Randomness of Ages of U.S. Residents 

Statistical Topic: 
Understanding the concept of randomness is crucial to theories on how to draw inferences about a population by analyzing only a single, smaller sample.  The purpose of random number generators such as dice and a random number tables can produce results that appear to be controlled entirely by chance.  Students will learn the difference between theoretical, empirical and experimental probability and how to present results using a probability distribution histogram.   Differences in randomness with small numbers and large numbers will also be considered.
Student Issue: 
Understanding the age structure of U.S. residents is key to understanding the labor market, number of college students, number of children in schools, consumer markets and almost every aspect of the U.S. economy.  The pattern of violent victimizations (rape, sexual assault, robbery with or without injury, aggravated assult with injury and simple assault with minor injury) across age groups is not random with teenagers ages 12-19 being victim of crimes almost 42 times more often that senior citizens, 65 years and older
Data Set:
To estimate the number of U.S. Resident in 1997 by age group consult Table 1. Resident Population.
Research Questions: 
What are the different types of probability-theoretical, empirical and experimental?
What are random numbers and how are they generated?
What happens to probabilities when small numbers are involved? Large numbers? 
Statistical Techniques: 
  1. The ages of U.S. residents 5 and over are presented in class intervals of equal widths of 15 years starting with age 5 in Table 1.  If the number of residents were equal for each of the five age intervals we would expect the probability to equal to 1/5.  Draw a probability distribution with the age intervals on the x-axis and the probability for each class on the y-axis.  This would be a theoretical probablity distribution and have a shape called uniform or rectangular.
  2. Compute the actual percent or probability for each age interval as determined by the actual number of U.S. residents determined by the Bureau of the Census and place this value in Table 1.  Draw a probability distribution with the age class intervals on the x-axis and the empirical (based on real observations or numbers) probabilities on the y-axis.  Compare this probability distribution with the one draw in question 1. Can you think of factors that would cause the empirical probablilites to be different from the theoretical probabilities?

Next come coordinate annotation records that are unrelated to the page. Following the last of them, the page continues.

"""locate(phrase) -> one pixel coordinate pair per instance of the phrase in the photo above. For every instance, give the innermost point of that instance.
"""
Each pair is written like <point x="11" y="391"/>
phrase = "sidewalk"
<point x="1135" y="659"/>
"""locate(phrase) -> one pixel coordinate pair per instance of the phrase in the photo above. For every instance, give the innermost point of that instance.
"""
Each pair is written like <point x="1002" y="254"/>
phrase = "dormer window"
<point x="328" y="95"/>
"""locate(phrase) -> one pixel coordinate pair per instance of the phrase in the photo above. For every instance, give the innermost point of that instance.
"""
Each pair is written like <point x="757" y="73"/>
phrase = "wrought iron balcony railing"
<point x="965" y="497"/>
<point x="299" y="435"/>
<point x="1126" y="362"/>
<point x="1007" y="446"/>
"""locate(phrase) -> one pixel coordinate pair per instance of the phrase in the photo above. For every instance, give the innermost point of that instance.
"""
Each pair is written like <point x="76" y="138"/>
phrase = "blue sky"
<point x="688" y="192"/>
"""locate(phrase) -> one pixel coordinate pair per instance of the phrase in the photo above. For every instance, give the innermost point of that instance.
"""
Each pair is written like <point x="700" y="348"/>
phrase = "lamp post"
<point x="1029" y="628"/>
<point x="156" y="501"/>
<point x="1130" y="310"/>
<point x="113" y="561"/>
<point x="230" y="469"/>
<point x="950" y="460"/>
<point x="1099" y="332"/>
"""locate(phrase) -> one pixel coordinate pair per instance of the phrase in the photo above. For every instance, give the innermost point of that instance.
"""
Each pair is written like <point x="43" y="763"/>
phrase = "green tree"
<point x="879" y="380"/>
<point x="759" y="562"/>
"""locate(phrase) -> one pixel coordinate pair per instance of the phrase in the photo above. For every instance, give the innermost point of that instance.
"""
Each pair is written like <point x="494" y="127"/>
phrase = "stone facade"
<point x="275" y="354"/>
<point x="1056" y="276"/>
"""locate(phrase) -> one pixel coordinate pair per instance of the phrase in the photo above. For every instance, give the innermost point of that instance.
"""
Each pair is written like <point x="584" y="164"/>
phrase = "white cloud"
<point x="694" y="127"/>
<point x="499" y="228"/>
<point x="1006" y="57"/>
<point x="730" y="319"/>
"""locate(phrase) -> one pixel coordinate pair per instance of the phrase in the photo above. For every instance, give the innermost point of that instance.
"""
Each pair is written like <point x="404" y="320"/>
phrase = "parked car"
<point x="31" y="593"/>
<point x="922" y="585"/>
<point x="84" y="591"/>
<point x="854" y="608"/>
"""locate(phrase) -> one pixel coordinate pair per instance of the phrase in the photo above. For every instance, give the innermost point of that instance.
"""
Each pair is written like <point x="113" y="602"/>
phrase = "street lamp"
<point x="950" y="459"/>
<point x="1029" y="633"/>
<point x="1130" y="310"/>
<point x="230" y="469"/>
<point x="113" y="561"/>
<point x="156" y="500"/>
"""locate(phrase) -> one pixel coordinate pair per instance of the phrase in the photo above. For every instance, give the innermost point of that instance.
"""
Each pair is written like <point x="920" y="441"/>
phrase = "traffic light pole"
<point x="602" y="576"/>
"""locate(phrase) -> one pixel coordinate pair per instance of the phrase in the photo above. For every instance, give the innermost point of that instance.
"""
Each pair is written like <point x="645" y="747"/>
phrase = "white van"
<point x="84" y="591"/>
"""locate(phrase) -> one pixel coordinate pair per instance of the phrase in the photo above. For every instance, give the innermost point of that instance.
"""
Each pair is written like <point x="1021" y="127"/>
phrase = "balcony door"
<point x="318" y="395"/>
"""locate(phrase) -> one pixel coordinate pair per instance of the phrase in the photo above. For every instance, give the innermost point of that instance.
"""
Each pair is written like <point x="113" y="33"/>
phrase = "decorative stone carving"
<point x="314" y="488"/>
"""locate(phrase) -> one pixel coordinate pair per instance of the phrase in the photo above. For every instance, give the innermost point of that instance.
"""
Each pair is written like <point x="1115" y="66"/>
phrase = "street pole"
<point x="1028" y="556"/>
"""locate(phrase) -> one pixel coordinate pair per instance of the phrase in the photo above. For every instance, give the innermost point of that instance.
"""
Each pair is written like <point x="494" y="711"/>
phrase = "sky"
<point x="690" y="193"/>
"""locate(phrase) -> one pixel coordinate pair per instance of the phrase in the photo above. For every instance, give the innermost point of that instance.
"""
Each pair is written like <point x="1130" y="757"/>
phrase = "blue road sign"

  3. Suppose we decided to simulate an experiment in which we continually generated a person whose age come from one of the five groups with an equal probability (theoretical)? We could use a random number generator such a one dice which has the chance of selecting a 1, 2, 3, 4, 5 or 6. We could number each age interval as a 1, 2, 3, 4 or 5.  Next we could throw this dice 20 times to generate 20 random numbers.  Using these numbers generated from the dice throw to determine the age group for the 20 fictious people you have created.  Compute the experimental probabilities (based on the randomness of tossing the dice) for each age group.  Draw a histogram (probability distribution) for your twenty people.  How does this histogram compare with the distributions drawn in question 2 or 3? Note: if you do not have a dice you can use a random number table that comes in the back of most statistics text. Select any column or row of one digit  numbers and chose only those numbers ranging from 1-5.
  4.  Have your instructor collect the number for all age groups from each student and draw a histogram for all the experimental data collected.  How does this probility distribution compare with those drawn previously especially the one in question 4? Why do you think these distributions are different? If you did this 248,488,000 times (number of people in the U.S.) which probability distribution should closest reflect your results?
Social Commentary:
  1. The next time you visit a mall or restaurant, look around and mentally determine the age groups of about 10-20 people. Which one of the probabilities you have computed in this exercise best fits this group of people?  Why do you think you got the results you did?